Our future is in the hands of young people, and they are good hands

By Bernadette Meaden
December 23, 2019

For people who believe in a compassionate society and progressive politics, these winter days can feel very dark indeed. With a climate emergency, glaring inequality, and governments from the UK to the USA, and from India to Brazil promoting the politics of dishonesty and division, it is very easy to conclude that the future looks bleak. But, despite everything, I think we should have hope – because I look at our children and young people, and think they are probably far better than we deserve. 

The most visible example of this is of course Greta Thunberg, a virtually powerless young woman  who, simply by sitting on the steps of the Swedish parliament with a home made placard, began a global movement of young people determined to protect the planet – protect it against the dominant brand of politics and economics that has failed them so spectacularly.

Greta is now the famous face of a generation which seems well-informed, public-spirited, and compassionate. During the recent UK general election campaign, it was striking to see how, when young people were involved in the debate, they were often more knowledgeable, inclusive and reasonable than the older generation.

And happily, young people are not just talking about their beliefs, they are acting upon them, around the world and up and down the country. Some are doing so in organised ways, like the Advocacy Academy in South London, a social justice movement of young people which boldly declares, “We will not be inheriting this mess. We will be fixing it.”

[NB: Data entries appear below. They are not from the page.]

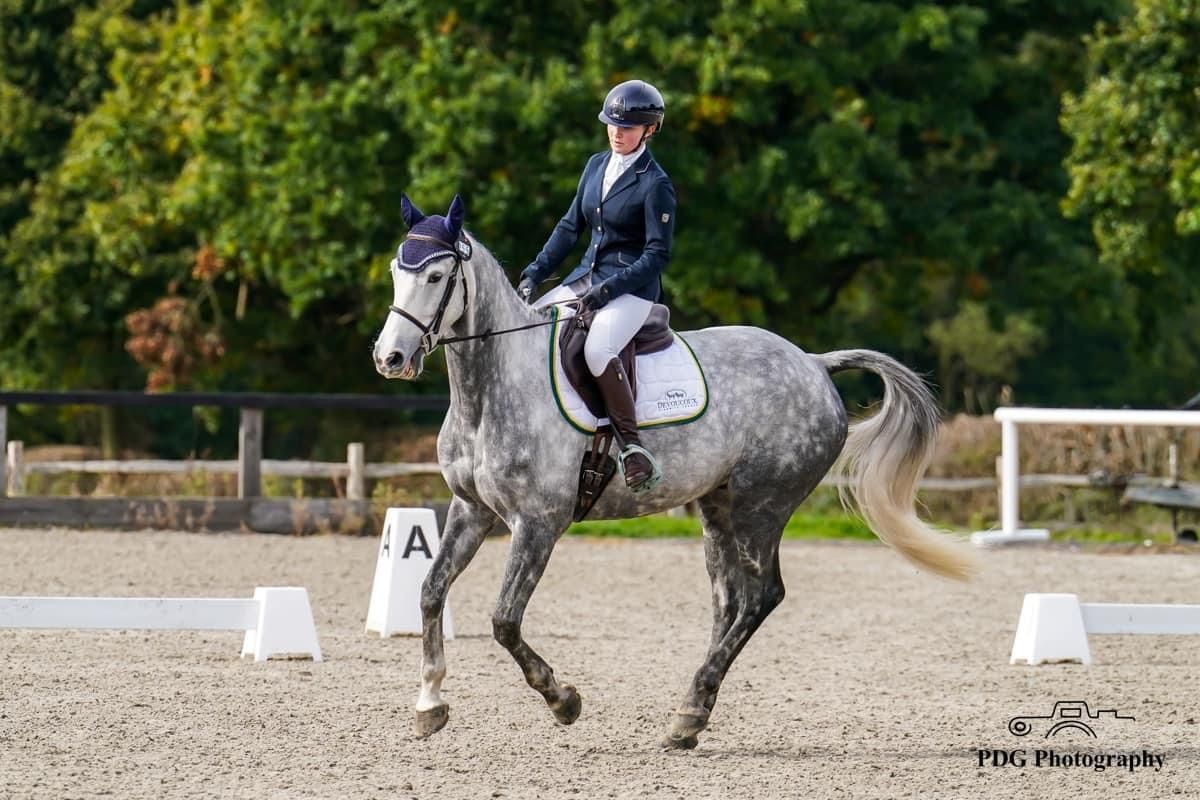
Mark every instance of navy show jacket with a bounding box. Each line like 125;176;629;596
521;148;676;301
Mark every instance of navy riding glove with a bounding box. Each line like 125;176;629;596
580;283;612;311
517;273;538;305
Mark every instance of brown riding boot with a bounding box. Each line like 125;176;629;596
596;359;662;494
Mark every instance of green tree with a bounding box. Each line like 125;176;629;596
1062;0;1200;404
0;0;1135;429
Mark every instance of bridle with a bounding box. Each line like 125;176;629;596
388;234;574;356
388;234;470;355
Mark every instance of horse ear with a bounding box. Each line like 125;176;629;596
400;194;425;228
446;194;467;241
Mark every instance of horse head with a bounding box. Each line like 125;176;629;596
373;194;473;380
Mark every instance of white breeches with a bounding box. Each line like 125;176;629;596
534;275;654;375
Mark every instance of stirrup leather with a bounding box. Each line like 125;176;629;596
617;445;662;494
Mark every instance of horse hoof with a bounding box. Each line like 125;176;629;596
550;686;583;724
414;704;450;739
662;734;700;750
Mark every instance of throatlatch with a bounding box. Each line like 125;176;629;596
574;427;617;522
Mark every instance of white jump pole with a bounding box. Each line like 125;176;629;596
971;407;1200;546
0;587;320;661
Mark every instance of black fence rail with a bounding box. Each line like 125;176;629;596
0;391;450;533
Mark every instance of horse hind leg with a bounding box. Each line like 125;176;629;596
492;527;583;724
662;489;791;750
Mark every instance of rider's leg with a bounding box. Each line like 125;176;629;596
533;275;592;308
583;295;662;492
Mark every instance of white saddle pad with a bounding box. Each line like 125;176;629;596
550;307;708;433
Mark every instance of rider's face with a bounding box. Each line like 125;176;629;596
608;125;648;156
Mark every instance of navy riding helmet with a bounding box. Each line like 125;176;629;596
599;80;667;130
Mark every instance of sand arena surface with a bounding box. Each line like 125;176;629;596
0;530;1200;799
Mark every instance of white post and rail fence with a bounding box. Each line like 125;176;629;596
972;407;1200;545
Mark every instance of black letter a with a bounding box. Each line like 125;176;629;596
400;525;433;559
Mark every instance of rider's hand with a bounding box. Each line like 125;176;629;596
517;277;538;305
580;283;612;311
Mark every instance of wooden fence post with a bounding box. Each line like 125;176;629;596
238;408;263;499
0;405;8;498
7;441;25;498
346;441;367;500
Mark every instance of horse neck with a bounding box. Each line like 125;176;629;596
445;242;548;417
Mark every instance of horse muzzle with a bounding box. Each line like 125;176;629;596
374;350;425;380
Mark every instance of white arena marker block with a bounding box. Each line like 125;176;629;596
241;587;320;661
1008;594;1092;664
366;509;454;639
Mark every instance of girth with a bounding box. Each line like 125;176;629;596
558;303;674;417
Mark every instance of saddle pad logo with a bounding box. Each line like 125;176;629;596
655;389;700;411
550;308;708;433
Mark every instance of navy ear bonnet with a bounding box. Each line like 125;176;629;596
396;194;472;272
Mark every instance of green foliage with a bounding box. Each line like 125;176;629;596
929;301;1044;414
1063;0;1200;403
0;0;1200;455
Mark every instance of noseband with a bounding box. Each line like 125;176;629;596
388;234;580;355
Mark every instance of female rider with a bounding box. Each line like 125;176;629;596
517;80;676;493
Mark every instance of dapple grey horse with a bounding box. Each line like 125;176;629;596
373;197;974;748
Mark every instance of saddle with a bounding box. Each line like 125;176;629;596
558;303;674;417
558;303;674;522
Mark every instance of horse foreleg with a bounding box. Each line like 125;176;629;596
662;530;784;750
492;530;582;724
415;498;499;738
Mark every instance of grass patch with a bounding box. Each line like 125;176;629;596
566;513;875;539
1050;527;1175;545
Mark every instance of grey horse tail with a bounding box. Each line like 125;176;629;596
814;350;978;581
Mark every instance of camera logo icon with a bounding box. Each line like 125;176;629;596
1008;700;1134;739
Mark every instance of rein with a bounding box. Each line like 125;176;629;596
388;234;575;355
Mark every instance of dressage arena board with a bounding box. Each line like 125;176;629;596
0;587;320;661
0;530;1200;800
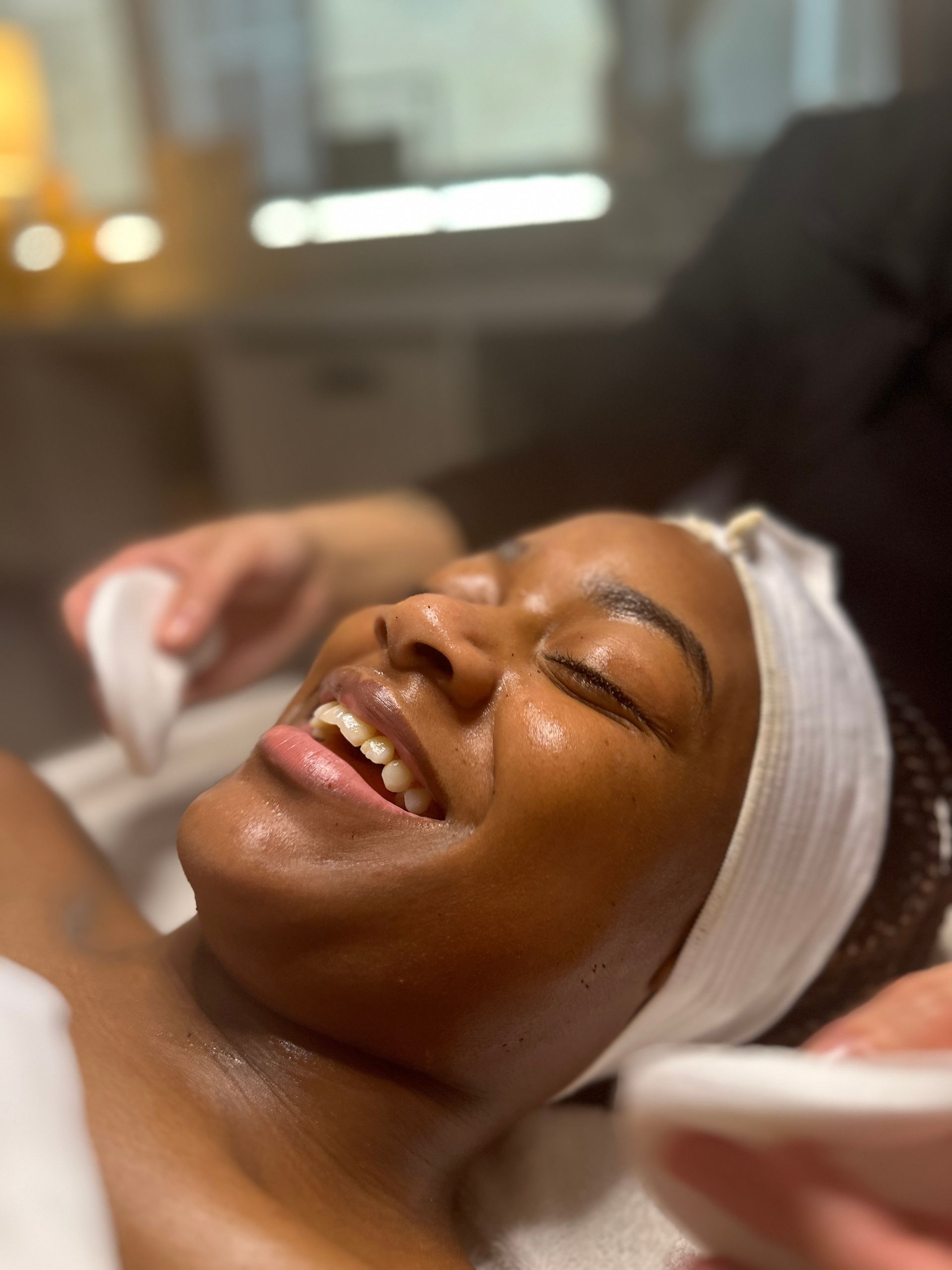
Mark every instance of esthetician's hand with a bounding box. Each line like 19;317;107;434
668;1134;952;1270
62;492;465;701
670;965;952;1270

Others are acting spontaneously as individuals. In the last few days, whilst it felt like the whole country had gone into a consumerist Christmas shopping meltdown, one Mum tweeted: “So I let my daughters go off together for 30 minutes to choose some surprises for our family secret Santa. They came back having spent their money on some food, gloves, and water for a homeless man they saw in town. Their money was from their savings and they said that they did it because they were bringing kindness back to our family for our secret Santa. I couldn’t be more proud. To have the courage to approach someone in need, and do something so selfless on their own is all the gifts I need. One very proud Mum.”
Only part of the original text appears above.